海の景色が変わる頃には…
「分かった…分かったから…どの道一旦冷静になった方がいいよ…ね?」
由香にそう言われてお弁当を開いたけど食べる気なんて全くしない。他の子達の笑い声が遠くに聞こえる。
凌は今、何をしてるんだろう…
やっぱり何も言えないまま放課後になってしまっていた。そして相変わらず凌は生徒会の集まりに行った。
由香の言う通りこのまま帰ろうかと思ったけどやっぱり凌の口からちゃんと「浮気なんてしてない」って聞くのが一番だと思った。
生徒会室に行く間、不安で不安で仕方なかった。もし由香が先輩から聞いたことが本当だとしたらと思うと心臓がバクバクして手が震えた。

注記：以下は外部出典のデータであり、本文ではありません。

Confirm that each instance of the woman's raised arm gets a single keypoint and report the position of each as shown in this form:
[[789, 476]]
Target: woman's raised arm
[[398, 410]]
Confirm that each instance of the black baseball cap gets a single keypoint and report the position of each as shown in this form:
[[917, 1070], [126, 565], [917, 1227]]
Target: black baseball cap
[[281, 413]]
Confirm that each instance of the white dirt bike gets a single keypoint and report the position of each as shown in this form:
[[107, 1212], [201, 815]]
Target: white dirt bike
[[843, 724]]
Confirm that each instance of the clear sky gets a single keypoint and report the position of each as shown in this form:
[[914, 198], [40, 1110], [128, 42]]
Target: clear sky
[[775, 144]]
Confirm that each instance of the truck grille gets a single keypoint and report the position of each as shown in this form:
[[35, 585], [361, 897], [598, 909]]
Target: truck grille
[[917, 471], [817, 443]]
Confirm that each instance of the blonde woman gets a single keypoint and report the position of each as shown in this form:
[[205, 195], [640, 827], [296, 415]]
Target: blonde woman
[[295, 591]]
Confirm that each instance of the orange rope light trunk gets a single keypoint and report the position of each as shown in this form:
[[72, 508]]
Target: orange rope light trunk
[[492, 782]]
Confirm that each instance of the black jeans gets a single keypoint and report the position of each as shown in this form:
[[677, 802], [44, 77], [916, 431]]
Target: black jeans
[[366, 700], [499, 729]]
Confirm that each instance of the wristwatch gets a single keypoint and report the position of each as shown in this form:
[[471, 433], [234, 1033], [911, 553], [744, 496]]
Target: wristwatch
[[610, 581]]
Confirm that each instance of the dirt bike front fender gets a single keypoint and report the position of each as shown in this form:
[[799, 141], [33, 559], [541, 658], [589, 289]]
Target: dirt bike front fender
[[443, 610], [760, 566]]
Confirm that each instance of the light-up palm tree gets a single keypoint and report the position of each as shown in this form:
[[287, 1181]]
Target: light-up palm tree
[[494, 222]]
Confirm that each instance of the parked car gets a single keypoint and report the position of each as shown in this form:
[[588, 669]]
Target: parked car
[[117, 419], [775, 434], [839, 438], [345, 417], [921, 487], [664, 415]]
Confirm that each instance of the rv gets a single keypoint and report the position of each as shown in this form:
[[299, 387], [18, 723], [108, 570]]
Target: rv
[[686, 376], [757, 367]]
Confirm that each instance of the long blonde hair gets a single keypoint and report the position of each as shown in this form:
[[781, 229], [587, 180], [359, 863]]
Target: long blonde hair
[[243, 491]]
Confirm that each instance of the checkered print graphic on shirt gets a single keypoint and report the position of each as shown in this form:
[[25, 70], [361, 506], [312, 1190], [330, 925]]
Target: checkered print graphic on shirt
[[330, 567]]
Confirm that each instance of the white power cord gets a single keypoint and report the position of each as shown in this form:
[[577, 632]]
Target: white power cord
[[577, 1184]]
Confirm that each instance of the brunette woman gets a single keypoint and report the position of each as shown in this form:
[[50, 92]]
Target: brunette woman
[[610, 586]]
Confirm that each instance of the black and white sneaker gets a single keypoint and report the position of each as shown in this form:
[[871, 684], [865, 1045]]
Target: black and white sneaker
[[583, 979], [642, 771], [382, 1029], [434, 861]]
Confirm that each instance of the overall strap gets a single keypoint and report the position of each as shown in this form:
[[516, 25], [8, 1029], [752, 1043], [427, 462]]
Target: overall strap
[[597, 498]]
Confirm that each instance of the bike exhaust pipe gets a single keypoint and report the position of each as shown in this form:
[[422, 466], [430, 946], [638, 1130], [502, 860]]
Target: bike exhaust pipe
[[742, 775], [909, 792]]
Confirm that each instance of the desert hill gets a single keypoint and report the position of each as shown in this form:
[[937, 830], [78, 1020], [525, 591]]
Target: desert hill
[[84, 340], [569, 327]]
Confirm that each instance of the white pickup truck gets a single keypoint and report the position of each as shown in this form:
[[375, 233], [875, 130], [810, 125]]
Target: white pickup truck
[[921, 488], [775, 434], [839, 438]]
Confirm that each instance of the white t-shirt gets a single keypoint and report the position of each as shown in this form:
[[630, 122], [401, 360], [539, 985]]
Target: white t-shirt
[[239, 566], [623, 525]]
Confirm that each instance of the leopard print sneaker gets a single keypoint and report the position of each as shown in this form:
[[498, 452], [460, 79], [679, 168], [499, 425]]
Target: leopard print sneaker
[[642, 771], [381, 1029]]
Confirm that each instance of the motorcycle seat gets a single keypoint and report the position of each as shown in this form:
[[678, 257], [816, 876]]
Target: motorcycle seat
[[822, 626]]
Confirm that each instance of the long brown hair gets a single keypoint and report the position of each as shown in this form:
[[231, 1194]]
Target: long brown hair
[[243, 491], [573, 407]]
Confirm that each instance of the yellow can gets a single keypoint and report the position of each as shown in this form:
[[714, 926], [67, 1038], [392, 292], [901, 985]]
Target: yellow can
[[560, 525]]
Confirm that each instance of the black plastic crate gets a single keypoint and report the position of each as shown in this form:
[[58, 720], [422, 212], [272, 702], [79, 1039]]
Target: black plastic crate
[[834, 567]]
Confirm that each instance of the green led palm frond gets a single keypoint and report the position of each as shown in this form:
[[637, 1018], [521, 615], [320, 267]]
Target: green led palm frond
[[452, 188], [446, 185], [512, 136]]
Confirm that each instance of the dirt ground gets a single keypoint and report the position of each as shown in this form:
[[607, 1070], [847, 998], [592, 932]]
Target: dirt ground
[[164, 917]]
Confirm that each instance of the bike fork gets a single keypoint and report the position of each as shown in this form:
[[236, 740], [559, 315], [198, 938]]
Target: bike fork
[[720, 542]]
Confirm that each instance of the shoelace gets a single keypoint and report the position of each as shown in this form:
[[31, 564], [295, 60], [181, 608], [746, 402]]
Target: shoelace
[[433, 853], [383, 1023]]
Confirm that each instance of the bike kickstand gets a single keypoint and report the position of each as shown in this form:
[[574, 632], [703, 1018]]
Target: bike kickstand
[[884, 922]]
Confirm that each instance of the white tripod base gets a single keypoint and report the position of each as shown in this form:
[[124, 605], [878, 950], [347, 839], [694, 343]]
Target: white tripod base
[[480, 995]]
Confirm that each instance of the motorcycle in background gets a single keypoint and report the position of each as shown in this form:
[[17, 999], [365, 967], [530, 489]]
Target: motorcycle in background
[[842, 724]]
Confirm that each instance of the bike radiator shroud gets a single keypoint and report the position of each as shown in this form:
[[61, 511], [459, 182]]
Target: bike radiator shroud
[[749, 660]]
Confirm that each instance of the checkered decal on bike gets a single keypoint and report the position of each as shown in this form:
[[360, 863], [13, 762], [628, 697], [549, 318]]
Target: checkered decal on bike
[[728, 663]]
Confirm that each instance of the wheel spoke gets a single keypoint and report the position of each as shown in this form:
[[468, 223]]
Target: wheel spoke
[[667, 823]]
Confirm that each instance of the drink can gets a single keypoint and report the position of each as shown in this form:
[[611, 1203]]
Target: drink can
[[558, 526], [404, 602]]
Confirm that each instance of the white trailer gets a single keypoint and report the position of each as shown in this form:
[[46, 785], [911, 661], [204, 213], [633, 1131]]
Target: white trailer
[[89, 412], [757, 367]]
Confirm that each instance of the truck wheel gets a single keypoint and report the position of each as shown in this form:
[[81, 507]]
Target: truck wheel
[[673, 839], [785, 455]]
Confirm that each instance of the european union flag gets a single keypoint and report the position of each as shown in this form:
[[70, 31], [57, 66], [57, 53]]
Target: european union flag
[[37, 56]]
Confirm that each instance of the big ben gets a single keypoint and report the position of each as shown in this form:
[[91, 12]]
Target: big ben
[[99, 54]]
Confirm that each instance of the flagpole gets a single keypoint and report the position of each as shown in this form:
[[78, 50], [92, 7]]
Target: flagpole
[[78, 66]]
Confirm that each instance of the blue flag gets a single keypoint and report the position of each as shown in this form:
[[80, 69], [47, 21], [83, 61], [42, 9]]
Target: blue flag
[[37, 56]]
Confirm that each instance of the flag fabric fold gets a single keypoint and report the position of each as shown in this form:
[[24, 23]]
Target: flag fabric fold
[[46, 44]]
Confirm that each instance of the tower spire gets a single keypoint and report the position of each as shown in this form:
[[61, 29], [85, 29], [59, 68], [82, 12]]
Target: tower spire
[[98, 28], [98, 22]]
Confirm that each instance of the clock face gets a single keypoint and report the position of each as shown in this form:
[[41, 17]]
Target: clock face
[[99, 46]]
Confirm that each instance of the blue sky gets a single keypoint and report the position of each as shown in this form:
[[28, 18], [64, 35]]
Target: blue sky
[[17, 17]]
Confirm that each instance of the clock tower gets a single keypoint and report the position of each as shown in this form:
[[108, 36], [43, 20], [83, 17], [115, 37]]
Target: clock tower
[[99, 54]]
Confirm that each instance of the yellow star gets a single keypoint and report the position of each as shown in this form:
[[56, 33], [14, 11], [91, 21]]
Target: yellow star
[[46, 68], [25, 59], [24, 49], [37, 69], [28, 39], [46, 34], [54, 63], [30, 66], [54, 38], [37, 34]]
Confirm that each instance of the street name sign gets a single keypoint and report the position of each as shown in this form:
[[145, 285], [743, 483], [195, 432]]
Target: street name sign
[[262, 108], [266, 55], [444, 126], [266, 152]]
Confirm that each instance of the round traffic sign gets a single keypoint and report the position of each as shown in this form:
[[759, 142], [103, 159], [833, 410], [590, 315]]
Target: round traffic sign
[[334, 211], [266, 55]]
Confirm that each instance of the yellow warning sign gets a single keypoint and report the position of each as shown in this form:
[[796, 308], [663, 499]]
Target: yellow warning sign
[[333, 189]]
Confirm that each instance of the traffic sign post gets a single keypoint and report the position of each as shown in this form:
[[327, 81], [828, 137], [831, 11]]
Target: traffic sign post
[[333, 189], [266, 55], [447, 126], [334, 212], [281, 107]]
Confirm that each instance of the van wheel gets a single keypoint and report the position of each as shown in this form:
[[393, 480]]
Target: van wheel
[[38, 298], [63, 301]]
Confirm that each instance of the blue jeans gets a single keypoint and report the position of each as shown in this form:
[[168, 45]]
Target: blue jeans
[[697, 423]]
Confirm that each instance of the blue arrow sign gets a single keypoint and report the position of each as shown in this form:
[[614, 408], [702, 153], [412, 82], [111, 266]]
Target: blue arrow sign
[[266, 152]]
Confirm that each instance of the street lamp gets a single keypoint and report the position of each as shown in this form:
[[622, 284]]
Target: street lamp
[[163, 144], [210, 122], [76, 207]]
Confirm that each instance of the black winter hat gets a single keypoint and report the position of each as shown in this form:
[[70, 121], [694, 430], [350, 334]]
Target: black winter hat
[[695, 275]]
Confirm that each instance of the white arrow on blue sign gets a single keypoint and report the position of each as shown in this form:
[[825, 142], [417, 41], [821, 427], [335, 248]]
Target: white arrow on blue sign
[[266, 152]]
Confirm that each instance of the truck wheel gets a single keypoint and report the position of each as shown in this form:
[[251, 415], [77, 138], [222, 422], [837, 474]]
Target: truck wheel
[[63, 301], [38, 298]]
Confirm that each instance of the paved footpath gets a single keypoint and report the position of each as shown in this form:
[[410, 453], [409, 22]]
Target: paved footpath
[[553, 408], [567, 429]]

意を決して生徒会室のドアをノックすると「はーい」と女の人の声がしてすぐにドアが開いた。
「あ…あのっ!!玉置く……」
「凛?」
私の声を聞いてすぐに凌が出てきた。
「どうしたの?」
凌が私の顔を覗きこんで優しく問いかけた。
「やっぱりいつもの凌だ…」
少し安心したけどやっぱりちゃんと凌の口から否定して欲しい。
「凌、今忙しい?」
「うーん…いや、大丈夫だけどどうしたの?」
「30分くらい大丈夫かな?話したいことがあって…」
「30分かぁ…先輩に聞いてくるよ!ちょっと待ってて!」
そう言って凌は生徒会室のドアを閉めた。
生徒会室の前の窓からはさっき由香と話した中庭が見えて放課後の静かな廊下には吹奏楽部が練習する音が響いていた。
「ごめん!あんまり時間取れないけど少しなら大丈夫だよ。…ここでいい?」
凌は笑顔で生徒会室から出てきた。
「うん。大丈夫だよ。ごめんね。」
「で…どうしたの?」
「あ…あのね、聞きたい事があるんだけど…あっ!でもね、間違ってたら本当にごめんね?」
「え?うん。何?」
「生徒会ってさ…毎日あってるんだよね?」
「うん。そうだよ?だから凛と一緒に帰れないんじゃん。」
「あ…!そうだよね?…この前さぁ、生徒会長と
偶然会って……生徒会無いって聞いたからさ…!」
そう言いながら私が凌の方を見ると凌の顔が一瞬固まったように見えた。
「あれ?言ってなかったっけ?ごめんね。凛もう帰っちゃったと思ったから…」
凌はそう言うといつものように優しく笑った。
「あ…そうなんだ…」
「最初から生徒会無いって分かってれば凛と一緒にかえれたのに…ね?」
そう言いながら凌がいつものように頭を撫でようとしたけど無意識のうちに私は凌の手を払っていた。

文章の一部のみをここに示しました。